I checked - the old version of CompreFace doesn't have such a problem.
So we rolled back this release.
Still, this ticket was created on 27 February, but I want to ensure the problem is still reproducible on your machines.
As it doesn't reproduce on my machine anymore.
Just started testing. Still too soon to say something about the RAM memory thing, but still can't run 2 processes. I'm sending images with 640x720 pixels. Hitting the recognition endpoint with frames without faces, the uwsgi VRAM usage go to something like 2240MiB. The first time I send a image with face, one of the instances go to 3084MiB. The second time makes it crash, (seems obvious to me that it fills the VRAM), and then the instance that couldn't find enough memory starts triggering the following message:
"Error during synchronization between servers: [500 INTERNAL SERVER ERROR] during [POST] to [http://compreface-core:3000/find_faces] [FacesFeignClient#findFaces(MultipartFile,Integer,Double,String)]: [{"message":"PluginError: insightface.Calculator@arcface-r100-msfdrop75 error - simple_bind error. Arguments:\ndata: (1, 3, 112, 112)\nTraceback (most recent call last):\n File \"../src/storage/./pooled_storage_manager.h\", line 160\nMXNetError: cudaMalloc retry failed: out of memory"}]"

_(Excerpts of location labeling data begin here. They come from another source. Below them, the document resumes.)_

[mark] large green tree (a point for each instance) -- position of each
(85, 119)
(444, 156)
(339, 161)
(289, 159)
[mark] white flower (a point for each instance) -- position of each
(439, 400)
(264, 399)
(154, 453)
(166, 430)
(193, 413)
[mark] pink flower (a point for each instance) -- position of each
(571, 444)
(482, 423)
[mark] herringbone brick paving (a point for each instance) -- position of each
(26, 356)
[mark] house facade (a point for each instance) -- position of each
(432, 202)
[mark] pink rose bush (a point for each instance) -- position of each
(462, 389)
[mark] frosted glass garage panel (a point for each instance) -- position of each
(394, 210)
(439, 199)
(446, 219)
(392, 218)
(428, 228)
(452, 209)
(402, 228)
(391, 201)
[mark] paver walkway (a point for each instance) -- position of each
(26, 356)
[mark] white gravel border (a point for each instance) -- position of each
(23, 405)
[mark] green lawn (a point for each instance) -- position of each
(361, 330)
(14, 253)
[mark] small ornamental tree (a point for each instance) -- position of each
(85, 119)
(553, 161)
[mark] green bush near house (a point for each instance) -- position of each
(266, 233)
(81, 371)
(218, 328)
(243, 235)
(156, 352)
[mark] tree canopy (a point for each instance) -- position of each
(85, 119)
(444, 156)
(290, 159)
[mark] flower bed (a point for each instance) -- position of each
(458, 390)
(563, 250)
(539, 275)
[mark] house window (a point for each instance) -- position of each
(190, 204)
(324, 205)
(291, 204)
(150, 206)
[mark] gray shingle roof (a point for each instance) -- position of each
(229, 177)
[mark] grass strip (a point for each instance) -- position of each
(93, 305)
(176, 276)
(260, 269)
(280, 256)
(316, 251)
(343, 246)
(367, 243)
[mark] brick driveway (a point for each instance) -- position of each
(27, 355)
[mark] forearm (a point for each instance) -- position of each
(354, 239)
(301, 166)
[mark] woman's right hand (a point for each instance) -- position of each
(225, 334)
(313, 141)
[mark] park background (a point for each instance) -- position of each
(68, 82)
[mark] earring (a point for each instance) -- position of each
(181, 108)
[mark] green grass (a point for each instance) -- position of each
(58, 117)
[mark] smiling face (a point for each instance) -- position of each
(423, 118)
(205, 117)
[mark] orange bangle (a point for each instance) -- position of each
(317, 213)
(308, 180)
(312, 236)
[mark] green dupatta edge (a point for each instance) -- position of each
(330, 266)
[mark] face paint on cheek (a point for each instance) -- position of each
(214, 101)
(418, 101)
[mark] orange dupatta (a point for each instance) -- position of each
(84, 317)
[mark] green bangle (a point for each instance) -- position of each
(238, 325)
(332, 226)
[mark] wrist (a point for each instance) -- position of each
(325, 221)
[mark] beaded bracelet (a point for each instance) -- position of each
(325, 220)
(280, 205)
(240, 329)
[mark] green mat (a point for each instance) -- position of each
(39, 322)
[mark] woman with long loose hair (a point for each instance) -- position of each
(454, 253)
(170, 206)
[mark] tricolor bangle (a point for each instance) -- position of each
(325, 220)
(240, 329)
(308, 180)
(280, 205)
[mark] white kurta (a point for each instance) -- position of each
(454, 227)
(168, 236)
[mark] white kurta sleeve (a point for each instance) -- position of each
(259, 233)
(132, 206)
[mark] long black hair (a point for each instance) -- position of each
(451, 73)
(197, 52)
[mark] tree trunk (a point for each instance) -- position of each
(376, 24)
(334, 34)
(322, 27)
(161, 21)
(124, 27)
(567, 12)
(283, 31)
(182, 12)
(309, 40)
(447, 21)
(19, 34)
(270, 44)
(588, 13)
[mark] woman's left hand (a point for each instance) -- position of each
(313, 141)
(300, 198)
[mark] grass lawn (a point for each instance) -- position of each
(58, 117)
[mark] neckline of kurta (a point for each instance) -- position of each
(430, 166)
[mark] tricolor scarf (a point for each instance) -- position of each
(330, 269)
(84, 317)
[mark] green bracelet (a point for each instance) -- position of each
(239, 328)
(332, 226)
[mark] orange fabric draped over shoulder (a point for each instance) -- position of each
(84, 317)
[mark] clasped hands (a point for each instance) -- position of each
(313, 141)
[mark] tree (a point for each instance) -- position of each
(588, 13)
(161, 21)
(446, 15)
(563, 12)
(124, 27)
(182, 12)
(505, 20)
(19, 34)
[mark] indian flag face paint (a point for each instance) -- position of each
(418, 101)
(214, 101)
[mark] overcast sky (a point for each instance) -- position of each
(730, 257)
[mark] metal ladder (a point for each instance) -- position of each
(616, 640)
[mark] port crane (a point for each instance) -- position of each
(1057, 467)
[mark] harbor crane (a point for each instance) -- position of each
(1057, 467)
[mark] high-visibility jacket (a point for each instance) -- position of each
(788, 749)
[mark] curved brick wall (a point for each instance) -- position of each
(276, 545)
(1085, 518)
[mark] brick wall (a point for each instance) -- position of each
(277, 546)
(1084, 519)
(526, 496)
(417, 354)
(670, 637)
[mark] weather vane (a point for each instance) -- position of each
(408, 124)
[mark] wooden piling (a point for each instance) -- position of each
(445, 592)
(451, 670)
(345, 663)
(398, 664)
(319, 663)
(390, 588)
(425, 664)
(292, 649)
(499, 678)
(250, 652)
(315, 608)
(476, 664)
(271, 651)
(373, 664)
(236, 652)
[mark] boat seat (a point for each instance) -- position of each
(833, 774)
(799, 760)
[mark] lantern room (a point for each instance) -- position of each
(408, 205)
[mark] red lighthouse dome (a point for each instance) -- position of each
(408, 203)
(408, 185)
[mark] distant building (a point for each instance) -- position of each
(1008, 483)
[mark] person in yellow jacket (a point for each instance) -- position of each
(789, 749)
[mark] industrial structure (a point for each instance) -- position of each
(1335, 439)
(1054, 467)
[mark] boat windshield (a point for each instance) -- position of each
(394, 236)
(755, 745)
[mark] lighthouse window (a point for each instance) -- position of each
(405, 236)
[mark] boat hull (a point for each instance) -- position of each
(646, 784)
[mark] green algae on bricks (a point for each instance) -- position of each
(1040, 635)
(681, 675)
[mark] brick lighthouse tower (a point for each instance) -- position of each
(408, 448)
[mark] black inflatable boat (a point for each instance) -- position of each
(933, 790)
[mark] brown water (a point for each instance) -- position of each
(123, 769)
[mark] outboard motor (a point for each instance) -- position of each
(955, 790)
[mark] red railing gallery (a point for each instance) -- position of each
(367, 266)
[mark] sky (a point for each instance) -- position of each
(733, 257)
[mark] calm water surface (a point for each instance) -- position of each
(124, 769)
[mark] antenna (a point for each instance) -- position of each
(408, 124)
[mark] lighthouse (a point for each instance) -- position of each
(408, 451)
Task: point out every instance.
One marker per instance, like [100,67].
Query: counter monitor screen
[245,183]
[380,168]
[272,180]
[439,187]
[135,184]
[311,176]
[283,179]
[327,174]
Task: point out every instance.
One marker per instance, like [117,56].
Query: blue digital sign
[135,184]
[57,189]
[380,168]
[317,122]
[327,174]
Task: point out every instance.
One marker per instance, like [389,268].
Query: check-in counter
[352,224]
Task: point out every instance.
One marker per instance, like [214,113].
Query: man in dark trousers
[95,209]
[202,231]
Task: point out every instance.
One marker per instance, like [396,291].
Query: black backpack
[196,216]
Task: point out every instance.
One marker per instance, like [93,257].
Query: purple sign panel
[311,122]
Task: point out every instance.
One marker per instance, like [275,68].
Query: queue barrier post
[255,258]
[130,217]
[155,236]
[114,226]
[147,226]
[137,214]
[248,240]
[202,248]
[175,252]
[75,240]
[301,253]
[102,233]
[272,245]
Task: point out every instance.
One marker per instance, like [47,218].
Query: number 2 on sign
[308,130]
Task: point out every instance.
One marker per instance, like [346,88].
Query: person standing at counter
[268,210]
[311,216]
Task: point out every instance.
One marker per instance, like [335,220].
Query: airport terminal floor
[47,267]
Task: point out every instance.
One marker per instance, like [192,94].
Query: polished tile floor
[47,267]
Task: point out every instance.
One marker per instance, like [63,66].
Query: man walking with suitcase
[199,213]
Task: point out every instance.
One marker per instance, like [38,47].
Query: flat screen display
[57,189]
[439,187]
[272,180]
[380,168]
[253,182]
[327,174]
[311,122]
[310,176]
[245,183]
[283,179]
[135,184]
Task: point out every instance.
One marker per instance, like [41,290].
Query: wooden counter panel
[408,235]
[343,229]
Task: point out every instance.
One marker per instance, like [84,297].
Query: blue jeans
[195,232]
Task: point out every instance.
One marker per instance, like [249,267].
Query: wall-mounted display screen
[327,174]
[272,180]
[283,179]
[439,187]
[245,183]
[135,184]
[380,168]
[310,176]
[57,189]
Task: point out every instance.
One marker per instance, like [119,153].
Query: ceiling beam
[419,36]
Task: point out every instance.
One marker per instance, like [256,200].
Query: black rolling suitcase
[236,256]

I'd be ok with not being able to run the container in my current GPU due to lack of memory, but given that I was able to run it steadly for days just 2 weeks ago with only the RAM build up problem, sending even bigger images, I believe it's a problem somewhere else.
Just checked that the insightface version used in Core is a bit old (0.1.5 -> 0.7.2). Tried to update it but it broke some other dependencies.
I'm having a similar issue running the following: i7-1165G7 16GB RAM 500GB NVME RTX2060 6GB RAM Ubuntu 22.04 Docker 23.0.1 Driver Version: 525.85.05 CUDA Version: 12.0
running the SubCenter-ArcFace-R100-gpu maxes out the GPU RAM very quickly on my box. The process of even uploading 2-3 images is sufficient which then crashes the the core container. Unless I then kill the container the GPU RAM never subsides. I have done a docker compose pull
and the issue remains
I'm sorry for not getting back to you sooner. I did a lot of tests, and here are the results:
.env
file CORE_VERSION=1.1.0-arcface-r100-gpu
to CORE_VERSION=1.0.0-arcface-r100-gpu
. 1.0.0 version of compreface-core
should work fine with 1.1.0 version of other CompreFace containers. The only limitation is that you won't be able to use the 'face pose' plugin.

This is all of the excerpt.